Überdies ist die Abtretung hinreichend bestimmt, da sie uneingeschränkt sämtliche u. a. gegenüber der Beklagten bestehenden Ansprüche des Zedenten auf Erstattung der Mietwagenkosten umfasst, die anlässlich des in der Abtretungserklärung näher gekennzeichneten Schadensereignisses entstehen.
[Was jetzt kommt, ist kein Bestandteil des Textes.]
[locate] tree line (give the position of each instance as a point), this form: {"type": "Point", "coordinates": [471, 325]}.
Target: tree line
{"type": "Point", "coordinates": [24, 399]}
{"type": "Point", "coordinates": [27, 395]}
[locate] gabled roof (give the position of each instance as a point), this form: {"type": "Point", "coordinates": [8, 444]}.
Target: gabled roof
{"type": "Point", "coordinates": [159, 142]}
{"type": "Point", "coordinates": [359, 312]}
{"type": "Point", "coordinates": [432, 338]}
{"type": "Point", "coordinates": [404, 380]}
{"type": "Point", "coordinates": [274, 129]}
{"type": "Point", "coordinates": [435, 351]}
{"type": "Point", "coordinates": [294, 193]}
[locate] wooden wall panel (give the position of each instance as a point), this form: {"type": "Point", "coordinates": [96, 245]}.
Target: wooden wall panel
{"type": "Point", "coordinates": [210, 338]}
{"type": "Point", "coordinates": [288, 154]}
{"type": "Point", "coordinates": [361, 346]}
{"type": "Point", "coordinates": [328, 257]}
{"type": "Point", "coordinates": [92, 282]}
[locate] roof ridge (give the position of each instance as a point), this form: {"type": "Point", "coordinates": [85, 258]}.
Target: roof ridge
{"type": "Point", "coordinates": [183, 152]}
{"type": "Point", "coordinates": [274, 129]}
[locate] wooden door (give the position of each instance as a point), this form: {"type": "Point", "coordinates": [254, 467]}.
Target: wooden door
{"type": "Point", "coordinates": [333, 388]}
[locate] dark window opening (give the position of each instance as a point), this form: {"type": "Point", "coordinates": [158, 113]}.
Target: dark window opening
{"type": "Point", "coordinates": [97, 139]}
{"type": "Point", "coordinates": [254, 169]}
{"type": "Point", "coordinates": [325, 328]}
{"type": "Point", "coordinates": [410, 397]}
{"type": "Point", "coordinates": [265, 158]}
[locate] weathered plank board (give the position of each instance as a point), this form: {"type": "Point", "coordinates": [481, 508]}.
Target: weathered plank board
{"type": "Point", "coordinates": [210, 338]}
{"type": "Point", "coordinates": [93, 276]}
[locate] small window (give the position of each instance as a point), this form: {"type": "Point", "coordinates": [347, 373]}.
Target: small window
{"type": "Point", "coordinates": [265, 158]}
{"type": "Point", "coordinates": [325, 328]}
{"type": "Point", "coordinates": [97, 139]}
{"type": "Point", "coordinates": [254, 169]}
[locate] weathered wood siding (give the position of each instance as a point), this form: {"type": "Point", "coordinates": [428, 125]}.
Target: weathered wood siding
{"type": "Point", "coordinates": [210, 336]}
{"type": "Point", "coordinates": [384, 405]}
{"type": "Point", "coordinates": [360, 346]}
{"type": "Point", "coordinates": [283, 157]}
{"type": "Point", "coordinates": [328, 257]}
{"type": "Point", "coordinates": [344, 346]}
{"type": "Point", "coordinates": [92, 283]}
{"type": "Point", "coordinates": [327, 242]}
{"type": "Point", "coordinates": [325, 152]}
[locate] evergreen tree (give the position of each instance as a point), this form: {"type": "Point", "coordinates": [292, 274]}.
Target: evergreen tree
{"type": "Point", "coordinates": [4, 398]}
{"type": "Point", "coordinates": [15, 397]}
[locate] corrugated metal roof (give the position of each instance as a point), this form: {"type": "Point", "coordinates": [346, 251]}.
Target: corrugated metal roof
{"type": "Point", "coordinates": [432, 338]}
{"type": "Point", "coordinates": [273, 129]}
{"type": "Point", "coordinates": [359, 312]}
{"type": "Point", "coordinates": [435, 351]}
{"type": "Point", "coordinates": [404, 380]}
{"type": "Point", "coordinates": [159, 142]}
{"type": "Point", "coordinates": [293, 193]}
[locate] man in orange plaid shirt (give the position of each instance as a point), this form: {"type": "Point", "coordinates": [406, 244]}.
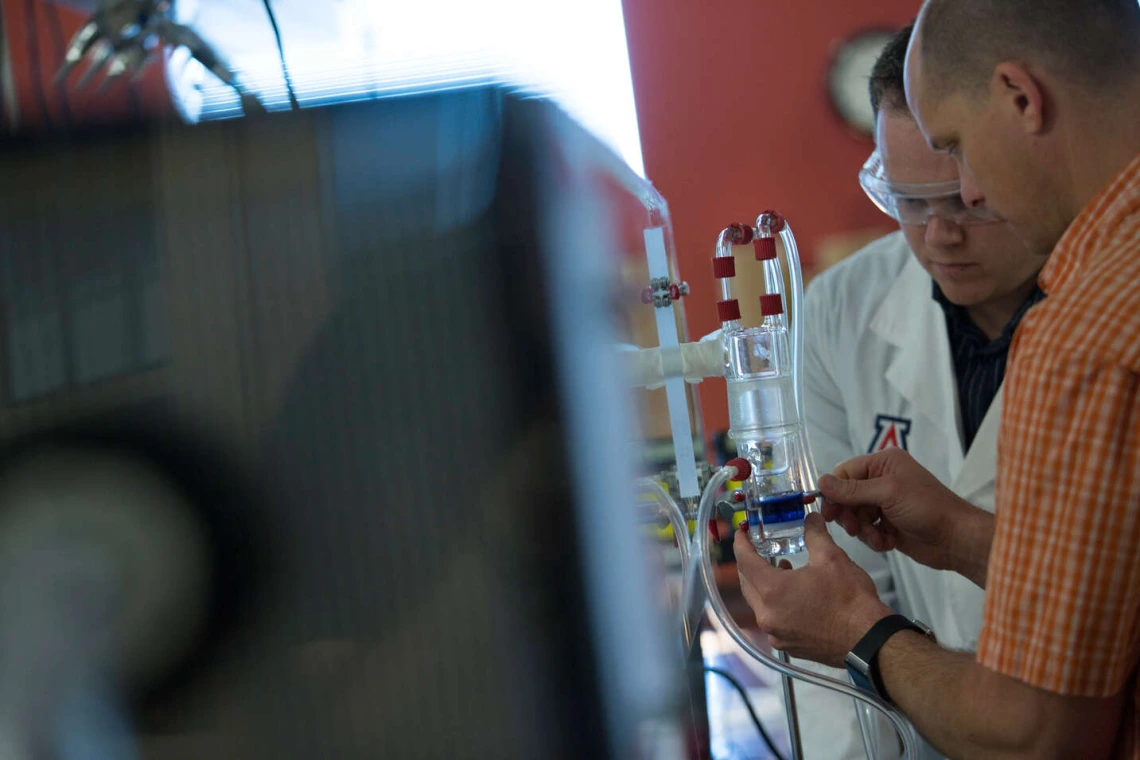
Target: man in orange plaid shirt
{"type": "Point", "coordinates": [1039, 101]}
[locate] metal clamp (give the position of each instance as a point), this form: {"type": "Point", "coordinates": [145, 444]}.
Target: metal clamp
{"type": "Point", "coordinates": [662, 292]}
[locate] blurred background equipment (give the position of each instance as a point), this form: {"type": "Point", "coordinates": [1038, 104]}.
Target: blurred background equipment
{"type": "Point", "coordinates": [399, 316]}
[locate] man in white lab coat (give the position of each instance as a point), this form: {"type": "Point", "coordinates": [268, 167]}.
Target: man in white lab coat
{"type": "Point", "coordinates": [905, 345]}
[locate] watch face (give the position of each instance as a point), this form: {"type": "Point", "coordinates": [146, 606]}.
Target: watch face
{"type": "Point", "coordinates": [849, 75]}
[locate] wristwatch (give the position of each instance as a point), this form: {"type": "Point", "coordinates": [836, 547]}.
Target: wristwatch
{"type": "Point", "coordinates": [863, 660]}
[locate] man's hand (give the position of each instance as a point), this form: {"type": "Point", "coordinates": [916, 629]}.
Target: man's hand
{"type": "Point", "coordinates": [817, 612]}
{"type": "Point", "coordinates": [890, 501]}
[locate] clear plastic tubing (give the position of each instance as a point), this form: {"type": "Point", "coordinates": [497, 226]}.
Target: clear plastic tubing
{"type": "Point", "coordinates": [797, 348]}
{"type": "Point", "coordinates": [676, 516]}
{"type": "Point", "coordinates": [703, 562]}
{"type": "Point", "coordinates": [690, 618]}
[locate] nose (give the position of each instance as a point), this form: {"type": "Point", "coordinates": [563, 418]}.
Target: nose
{"type": "Point", "coordinates": [943, 234]}
{"type": "Point", "coordinates": [972, 196]}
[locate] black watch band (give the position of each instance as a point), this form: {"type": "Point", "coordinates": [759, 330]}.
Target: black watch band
{"type": "Point", "coordinates": [863, 660]}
Der für die Erstattungsfähigkeit der Mietwagenkosten grundsätzlich maßgebliche Normaltarif kann im Wege der Schätzung gemäß § 287 ZPO ermittelt werden, wobei in vorhandenen Listen und Tabellen ausgewiesenen Werte herangezogen werden können (vgl. OLG Celle, Urteil vom 29. Februar 2012 – 14 U 49/11 – zitiert nach Juris). Unter Abwägung der Vor- und Nachteile der insoweit vorliegenden Schwacke-Liste und des Fraunhofer-Mietpreisspiegels gelangt das erkennende Gericht zu der Auffassung, dass im Rahmen der Schadensschätzung gemäß § 287 ZPO der Schwacke-Liste der Vorzug zu geben ist und der Normaltarif anhand des gewichteten Mittels des Schwacke-Mietpreisspiegels zu ermitteln ist (so auch: OLG Karlsruhe, Urteil vom 30. April 2010 – 4 U 131/09 – in NZV 2010, 472 f.; OLG Köln, Urteil vom 18. August 2010 – 5 U 44/10 – in NZV 2010, 614 ff.). Die gegen den Schwacke-Mietpreisspiegel erhobenen abstrakten Einwände des Fraunhofer-Instituts, das im Auftrag des Gesamtverbandes der Versicherungswirtschaft einen eigenen – seinerseits inhaltlicher Kritik ausgesetzten – Mietpreisspiegel herausgegeben hat, hindern das Gericht nicht daran, bei der Schadensschätzung allein auf das gewichtete Mittel des Schwacke-Mietpreisspiegels abzustellen. Da das Gericht den Schwacke-Mietpreisspiegel als geeignete Schätzgrundlage ansieht, erscheint es nach Ansicht des Gerichts ferner nicht als sachgerecht, bei der Schätzung des Normaltarifs zu erstattender Mietwagenkosten auf den arithmetische Mittelwert aus Schwacke-Liste und Fraunhofer-Tabelle abzustellen (so zuletzt: OLG Celle a.a.O.).
Das Gericht hat keine Veranlassung, bei seiner Urteilsfindung davon auszugehen, dass entgegen der Beschreibung des Mietwagens im Mietvertrag dieser nicht mit Winterreifen ausgestattet war. Der diesbezügliche Sachvortrag der Beklagten beschränkt sich auf eine bloße „Behauptung ins Blaue hinein“ und erscheint dem Gericht daher nicht als erheblich. Darüber hinaus ist das Gericht der Auffassung, dass die Kosten für Winterreifen erstattungsfähige Nebenleistungen sind (vgl. OLG Celle a.a.O.).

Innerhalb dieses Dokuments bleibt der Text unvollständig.